I often noticed "Warnings" related to my two LSI adapters (with "LSI_SAS2" as a source) in my Event Log; either "Reset to device, \Device\RaidPort1, was issued." or "Reset to device, \Device\RaidPort2, was issued.". Those Warnings are usually followed by one or two other Warnings like "The IO operation at logical block address 0 for Disk 0 was retried." with "disk" as a source. The address and the disk number vary a lot but the Warnings appear very precisely every 180 seconds (3 minutes)
I read on the web that this is usually due to a timeout on accessing the disk and resulting in the controller to be reset. This issue is often solved by using the "High Performance" Power Plan Power with the option "PCI Express" > "Link State Power Management" set to "Off" ! But it didn't solve my own issue.

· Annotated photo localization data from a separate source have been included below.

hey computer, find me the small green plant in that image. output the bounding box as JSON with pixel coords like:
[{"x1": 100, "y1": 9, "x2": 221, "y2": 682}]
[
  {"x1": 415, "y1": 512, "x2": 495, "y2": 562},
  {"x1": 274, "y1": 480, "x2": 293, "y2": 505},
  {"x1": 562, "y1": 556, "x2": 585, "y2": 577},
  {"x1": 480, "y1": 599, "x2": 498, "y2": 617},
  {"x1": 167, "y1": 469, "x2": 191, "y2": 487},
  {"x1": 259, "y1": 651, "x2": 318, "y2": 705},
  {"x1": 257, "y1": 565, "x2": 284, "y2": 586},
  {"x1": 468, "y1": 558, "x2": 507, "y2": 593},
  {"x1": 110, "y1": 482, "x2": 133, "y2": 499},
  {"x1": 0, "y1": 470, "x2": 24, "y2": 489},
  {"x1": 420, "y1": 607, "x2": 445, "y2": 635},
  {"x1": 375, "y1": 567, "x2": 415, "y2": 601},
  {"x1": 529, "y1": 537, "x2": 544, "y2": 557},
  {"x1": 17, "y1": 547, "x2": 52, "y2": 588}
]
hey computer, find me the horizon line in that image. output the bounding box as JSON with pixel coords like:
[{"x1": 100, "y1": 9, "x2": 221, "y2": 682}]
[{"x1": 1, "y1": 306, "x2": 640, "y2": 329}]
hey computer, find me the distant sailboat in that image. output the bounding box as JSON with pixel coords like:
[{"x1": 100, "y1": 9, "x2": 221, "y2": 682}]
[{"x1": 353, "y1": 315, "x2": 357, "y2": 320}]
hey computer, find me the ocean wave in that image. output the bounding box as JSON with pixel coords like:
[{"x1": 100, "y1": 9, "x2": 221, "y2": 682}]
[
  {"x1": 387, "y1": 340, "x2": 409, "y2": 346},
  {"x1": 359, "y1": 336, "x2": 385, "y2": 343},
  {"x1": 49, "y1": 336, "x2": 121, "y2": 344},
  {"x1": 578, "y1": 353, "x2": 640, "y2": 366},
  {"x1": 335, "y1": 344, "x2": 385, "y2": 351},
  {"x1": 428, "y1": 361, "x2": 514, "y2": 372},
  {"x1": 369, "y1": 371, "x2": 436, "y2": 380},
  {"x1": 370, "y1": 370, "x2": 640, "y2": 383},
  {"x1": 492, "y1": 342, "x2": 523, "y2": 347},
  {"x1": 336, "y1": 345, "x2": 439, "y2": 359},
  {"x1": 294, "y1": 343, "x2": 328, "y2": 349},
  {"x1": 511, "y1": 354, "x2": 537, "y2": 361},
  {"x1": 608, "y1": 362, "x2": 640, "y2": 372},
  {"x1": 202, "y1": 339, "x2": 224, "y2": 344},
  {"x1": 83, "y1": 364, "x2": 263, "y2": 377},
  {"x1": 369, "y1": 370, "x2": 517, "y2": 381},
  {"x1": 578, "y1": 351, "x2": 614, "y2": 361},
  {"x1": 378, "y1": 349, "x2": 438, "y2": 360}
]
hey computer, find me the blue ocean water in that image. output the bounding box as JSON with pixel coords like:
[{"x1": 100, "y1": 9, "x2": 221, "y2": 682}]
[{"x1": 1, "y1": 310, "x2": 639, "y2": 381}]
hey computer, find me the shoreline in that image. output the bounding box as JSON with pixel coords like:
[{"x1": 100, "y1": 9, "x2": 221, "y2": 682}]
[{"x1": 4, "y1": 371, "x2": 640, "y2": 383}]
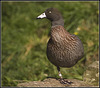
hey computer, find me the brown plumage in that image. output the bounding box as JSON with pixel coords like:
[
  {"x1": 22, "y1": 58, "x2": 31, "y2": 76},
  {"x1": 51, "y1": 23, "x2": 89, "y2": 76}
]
[
  {"x1": 37, "y1": 8, "x2": 84, "y2": 84},
  {"x1": 47, "y1": 25, "x2": 84, "y2": 68}
]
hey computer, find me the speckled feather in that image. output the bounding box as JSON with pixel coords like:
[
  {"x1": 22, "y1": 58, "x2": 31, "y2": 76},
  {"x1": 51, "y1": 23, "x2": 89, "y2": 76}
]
[{"x1": 47, "y1": 25, "x2": 84, "y2": 67}]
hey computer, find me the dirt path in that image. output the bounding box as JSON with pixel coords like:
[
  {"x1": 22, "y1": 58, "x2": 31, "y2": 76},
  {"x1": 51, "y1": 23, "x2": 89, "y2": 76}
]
[{"x1": 17, "y1": 78, "x2": 94, "y2": 87}]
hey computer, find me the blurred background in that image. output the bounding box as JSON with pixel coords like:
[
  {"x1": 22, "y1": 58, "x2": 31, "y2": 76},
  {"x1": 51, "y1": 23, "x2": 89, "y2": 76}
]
[{"x1": 2, "y1": 1, "x2": 99, "y2": 86}]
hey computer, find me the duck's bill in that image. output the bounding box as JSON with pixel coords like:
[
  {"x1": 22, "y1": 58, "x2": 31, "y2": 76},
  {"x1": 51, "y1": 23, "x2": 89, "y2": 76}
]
[{"x1": 37, "y1": 12, "x2": 46, "y2": 19}]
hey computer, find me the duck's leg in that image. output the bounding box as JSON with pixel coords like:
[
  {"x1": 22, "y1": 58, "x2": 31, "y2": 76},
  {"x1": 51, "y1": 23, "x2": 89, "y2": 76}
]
[
  {"x1": 57, "y1": 66, "x2": 63, "y2": 79},
  {"x1": 57, "y1": 66, "x2": 72, "y2": 84}
]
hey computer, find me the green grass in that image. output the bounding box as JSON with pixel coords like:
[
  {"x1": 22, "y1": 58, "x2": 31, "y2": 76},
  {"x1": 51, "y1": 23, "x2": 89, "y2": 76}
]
[{"x1": 2, "y1": 1, "x2": 99, "y2": 86}]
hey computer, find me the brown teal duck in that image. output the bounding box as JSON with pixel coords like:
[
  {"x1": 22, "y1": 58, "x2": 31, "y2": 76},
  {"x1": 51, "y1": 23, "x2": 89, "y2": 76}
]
[{"x1": 37, "y1": 8, "x2": 84, "y2": 84}]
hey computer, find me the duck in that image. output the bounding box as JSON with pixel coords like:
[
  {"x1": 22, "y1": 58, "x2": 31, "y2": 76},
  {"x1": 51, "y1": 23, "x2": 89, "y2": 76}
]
[{"x1": 37, "y1": 8, "x2": 84, "y2": 84}]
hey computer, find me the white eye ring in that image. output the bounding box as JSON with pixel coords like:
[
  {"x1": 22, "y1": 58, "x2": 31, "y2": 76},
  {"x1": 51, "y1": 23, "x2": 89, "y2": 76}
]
[{"x1": 49, "y1": 11, "x2": 51, "y2": 13}]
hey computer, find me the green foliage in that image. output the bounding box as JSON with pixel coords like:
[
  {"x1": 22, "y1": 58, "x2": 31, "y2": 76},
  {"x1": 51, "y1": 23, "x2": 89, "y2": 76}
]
[
  {"x1": 2, "y1": 76, "x2": 17, "y2": 86},
  {"x1": 2, "y1": 1, "x2": 99, "y2": 86}
]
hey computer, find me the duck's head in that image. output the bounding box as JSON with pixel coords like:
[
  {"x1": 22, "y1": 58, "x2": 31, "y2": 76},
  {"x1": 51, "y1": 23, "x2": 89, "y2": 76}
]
[{"x1": 37, "y1": 8, "x2": 64, "y2": 26}]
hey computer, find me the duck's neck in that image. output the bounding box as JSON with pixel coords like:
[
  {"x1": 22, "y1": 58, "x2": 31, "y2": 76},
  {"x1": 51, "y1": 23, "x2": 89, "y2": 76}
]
[{"x1": 51, "y1": 19, "x2": 64, "y2": 27}]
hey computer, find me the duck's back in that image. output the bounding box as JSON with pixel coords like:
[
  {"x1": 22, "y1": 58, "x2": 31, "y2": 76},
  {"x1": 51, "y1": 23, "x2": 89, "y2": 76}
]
[{"x1": 47, "y1": 25, "x2": 84, "y2": 67}]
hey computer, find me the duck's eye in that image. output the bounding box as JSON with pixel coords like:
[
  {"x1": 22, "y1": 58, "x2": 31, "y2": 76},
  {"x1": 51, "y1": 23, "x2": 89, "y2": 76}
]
[{"x1": 49, "y1": 11, "x2": 52, "y2": 13}]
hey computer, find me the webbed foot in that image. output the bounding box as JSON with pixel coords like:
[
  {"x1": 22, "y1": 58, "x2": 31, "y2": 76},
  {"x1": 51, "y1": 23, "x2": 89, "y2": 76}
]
[{"x1": 59, "y1": 78, "x2": 73, "y2": 84}]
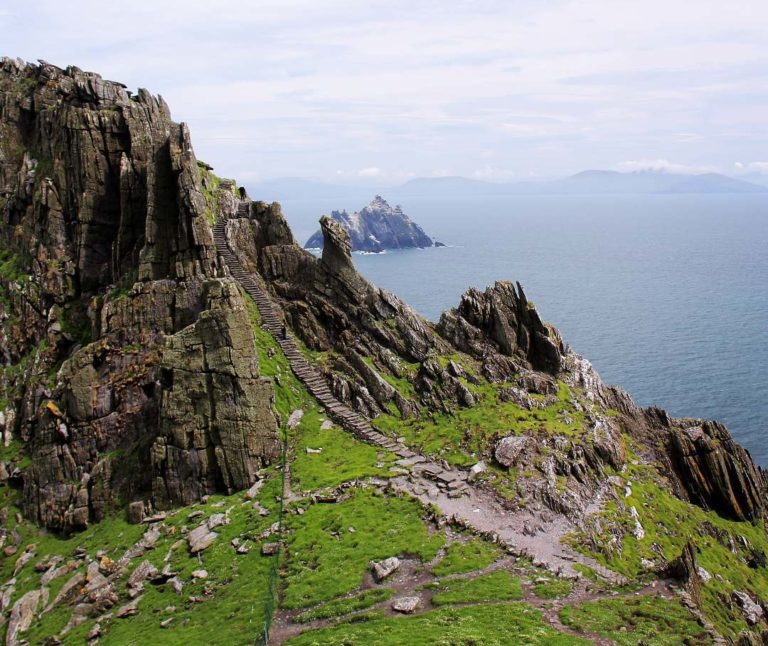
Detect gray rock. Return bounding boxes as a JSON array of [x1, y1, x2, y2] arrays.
[[494, 436, 531, 468], [6, 589, 41, 645], [732, 591, 764, 625], [392, 596, 420, 614], [128, 560, 159, 589], [370, 557, 401, 582]]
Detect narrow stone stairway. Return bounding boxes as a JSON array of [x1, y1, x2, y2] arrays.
[[212, 216, 420, 460]]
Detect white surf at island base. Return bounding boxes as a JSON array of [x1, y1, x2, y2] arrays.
[[283, 193, 768, 466]]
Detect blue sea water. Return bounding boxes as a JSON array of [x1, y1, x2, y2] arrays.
[[281, 194, 768, 466]]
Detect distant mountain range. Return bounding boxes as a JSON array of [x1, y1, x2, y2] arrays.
[[249, 170, 768, 202]]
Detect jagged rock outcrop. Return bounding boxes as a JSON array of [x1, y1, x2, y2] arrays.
[[305, 195, 439, 252], [437, 281, 565, 375], [668, 421, 765, 521], [0, 58, 279, 530]]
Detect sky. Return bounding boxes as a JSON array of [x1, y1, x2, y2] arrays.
[[2, 0, 768, 184]]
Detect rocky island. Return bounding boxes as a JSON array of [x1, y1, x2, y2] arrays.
[[0, 57, 767, 645], [304, 195, 442, 252]]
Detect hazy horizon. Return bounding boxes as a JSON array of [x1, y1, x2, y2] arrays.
[[3, 0, 768, 185]]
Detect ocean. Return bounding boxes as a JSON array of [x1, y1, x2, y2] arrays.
[[281, 194, 768, 466]]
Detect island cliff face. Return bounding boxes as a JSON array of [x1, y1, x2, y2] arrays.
[[1, 58, 767, 644], [304, 195, 438, 252], [0, 58, 279, 531]]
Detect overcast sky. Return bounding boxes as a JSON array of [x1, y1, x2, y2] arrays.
[[3, 0, 768, 183]]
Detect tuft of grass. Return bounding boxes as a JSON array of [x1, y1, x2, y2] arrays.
[[431, 537, 502, 577], [291, 412, 395, 491], [294, 588, 394, 623], [284, 603, 590, 645], [281, 488, 444, 610], [427, 570, 523, 606], [560, 595, 713, 646], [531, 577, 574, 599]]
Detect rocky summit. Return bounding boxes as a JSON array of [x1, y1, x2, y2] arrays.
[[304, 195, 441, 252], [1, 58, 767, 645]]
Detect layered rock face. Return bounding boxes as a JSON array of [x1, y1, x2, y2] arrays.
[[0, 59, 278, 530], [304, 195, 438, 252]]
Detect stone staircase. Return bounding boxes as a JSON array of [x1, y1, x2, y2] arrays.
[[212, 214, 455, 466]]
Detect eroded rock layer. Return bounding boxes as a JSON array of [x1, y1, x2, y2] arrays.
[[0, 58, 278, 530]]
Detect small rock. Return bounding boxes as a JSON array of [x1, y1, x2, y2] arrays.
[[160, 617, 174, 628], [305, 447, 323, 454], [191, 570, 208, 580], [128, 560, 159, 589], [244, 480, 264, 500], [116, 598, 141, 618], [370, 557, 400, 582], [188, 510, 204, 520], [127, 501, 145, 524], [261, 543, 280, 556], [169, 576, 184, 596], [392, 596, 420, 614], [732, 591, 764, 625], [696, 565, 712, 584], [86, 623, 101, 642]]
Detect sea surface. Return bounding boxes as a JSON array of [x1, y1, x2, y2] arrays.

I have therefore contacted LSI support and was told that "The resets are to the drives which are timing out. It is possible one or more of them have an issue. Replace the drive that has the highest number of resets on his port."
I have the issue mostly with all my disks, so I didn't know where to start... especially as according to their SMART status, they were all definitively perfect. Could it therefore be due to the cables ? No idea yet... But looking once more the SMART details, I noticed that the Warnings where typically logged when I was refreshing those status.
I am using CrystalDiskInfo which is IMO definitively the best free SMART Monitoring tool... It is e.g. configured on my PC to send emails as soon as an SMART alert occurs... and... it is configured to check the SMART status every 3 minutes ! Gosh ! A refresh rate of 180 seconds?! That rings a bell and even a siren! I immediately disabled the SMART Monitoring and didn't get any Warning anymore. Trying other SMART tools, I noticed the same issue...
I did submit my findings to LSI and wait now on their feedback: is there any conflict at LSI SAS adapter level when accessing data on disk at the same time as the disk's SMART info?
That being said, I noticed also that most 99% of the Warnings are related to my 5 Seagate ST3000DM001. I seldom have Warnings for my Samsung HD204UI (patched to avoid data corruption when accessing SMART info!)